Afterwards, you can navigate to the lmevaljob resource (Home -> Search -> Search for "LMEvalJob" -> Click evaljob)-
inside the lmevaljob's YAML you will see the results of the evaluation, e.g.:
"results": {
"arc_easy": {
"alias": "arc_easy",
"acc,none": 0.6561447811447811,
"acc_stderr,none": 0.009746660584852454,
"acc_norm,none": 0.5925925925925926,
"acc_norm_stderr,none": 0.010082326627832872
}
oc apply -f guardrails/hap_detector/hap_model_container.yaml
Wait for the guardrails-container-deployment-hap-xxxx
pod to spin up
oc apply -f guardrails/hap_detector/hap_serving_runtime.yaml
oc apply -f guardrails/hap_detector/hap_isvc.yaml
Wait for the guardrails-detector-ibm-haop-predictor-xxx
pod to spin up
In 'gaurdrails/configmap_orchestrator.yaml', set the following values:
chat_generation.service.hostname
: Set this to the name of your Qwen2 predictor service. On my cluster, that'sqwen2-predictor.model-namespace.svc.cluster.local
detectors.hap.service.hostname
: Set this to the name of your HAP predictor service. On my cluster, that'sguardrails-detector-ibm-hap-predictor.model-namespace.svc.cluster.local
Then apply the configs:
oc apply -f guardrails/configmap_auxiliary_images.yaml
oc apply -f guardrails/configmap_orchestrator.yaml
oc apply -f guardrails/configmap_vllm_gateway.yaml
Right now, the TrustyAI operator does not yet automatically create a route to the guardrails-vLLM-gateway, so let's do that manually:
oc apply -f guardrails/gateway_route.yaml
oc apply -f guardrails/orchestrator_cr.yaml
ORCH_ROUTE_HEALTH=$(oc get routes guardrails-orchestrator-health -o jsonpath='{.spec.host}')
curl -s https://$ORCH_ROUTE_HEALTH/info | jq
If everything is okay, it should return:
{
"services": {
"regex_language": {
"status": "HEALTHY"
},
"chat_generation": {
"status": "HEALTHY"
},
"hap": {
"status": "HEALTHY"
},
"regex_competitor": {
"status": "HEALTHY"
}
}
}
First, set up:
ORCH_GATEWAY=https://$(oc get routes guardrails-gateway -o jsonpath='{.spec.host}')

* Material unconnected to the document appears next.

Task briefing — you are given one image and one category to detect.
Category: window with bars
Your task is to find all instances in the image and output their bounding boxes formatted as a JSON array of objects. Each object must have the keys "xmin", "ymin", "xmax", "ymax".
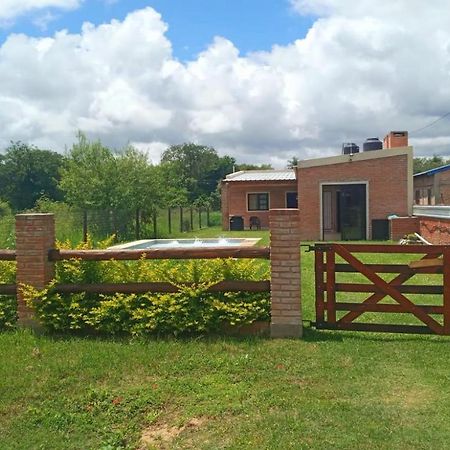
[{"xmin": 247, "ymin": 192, "xmax": 269, "ymax": 211}]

The available endpoints are:
$ORCH_GATEWAY/passthrough
: query the raw, unguardrailed model.$ORCH_GATEWAY/language_quality
: query with filters for personally identifiable information and HAP$ORCH_GATEWAY/all
: query with all available filters, so the language filters plus a check against competitor names.
Some cool queries to try:
./curl_model $ORCH_GATEWAY/passthrough "Write three paragraphs about morons"

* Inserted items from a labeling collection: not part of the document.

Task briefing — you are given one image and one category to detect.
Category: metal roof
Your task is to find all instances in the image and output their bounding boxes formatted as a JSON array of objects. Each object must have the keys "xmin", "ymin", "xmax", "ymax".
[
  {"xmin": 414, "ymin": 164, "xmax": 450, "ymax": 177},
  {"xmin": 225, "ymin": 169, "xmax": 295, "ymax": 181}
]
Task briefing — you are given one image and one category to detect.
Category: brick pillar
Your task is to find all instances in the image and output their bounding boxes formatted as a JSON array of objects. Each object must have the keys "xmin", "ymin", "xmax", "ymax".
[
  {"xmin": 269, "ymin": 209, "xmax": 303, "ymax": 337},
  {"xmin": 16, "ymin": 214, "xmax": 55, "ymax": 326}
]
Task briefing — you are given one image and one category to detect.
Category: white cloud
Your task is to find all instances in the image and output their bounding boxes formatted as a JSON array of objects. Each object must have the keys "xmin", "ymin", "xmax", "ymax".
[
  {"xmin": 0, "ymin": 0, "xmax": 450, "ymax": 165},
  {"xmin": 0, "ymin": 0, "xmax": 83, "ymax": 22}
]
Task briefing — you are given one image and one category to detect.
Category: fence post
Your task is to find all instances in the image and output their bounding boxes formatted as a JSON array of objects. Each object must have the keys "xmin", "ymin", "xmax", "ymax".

./curl_model $ORCH_GATEWAY/language_quality "Write three paragraphs about morons"
./curl_model $ORCH_GATEWAY/language_quality "My email address is abc@def.com"
./curl_model $ORCH_GATEWAY/all "Can you compare Intel and Nvidia's semiconductor offerings?"
./curl_model $ORCH_GATEWAY/language_quality "Can you compare Intel and Nvidia's semiconductor offerings?"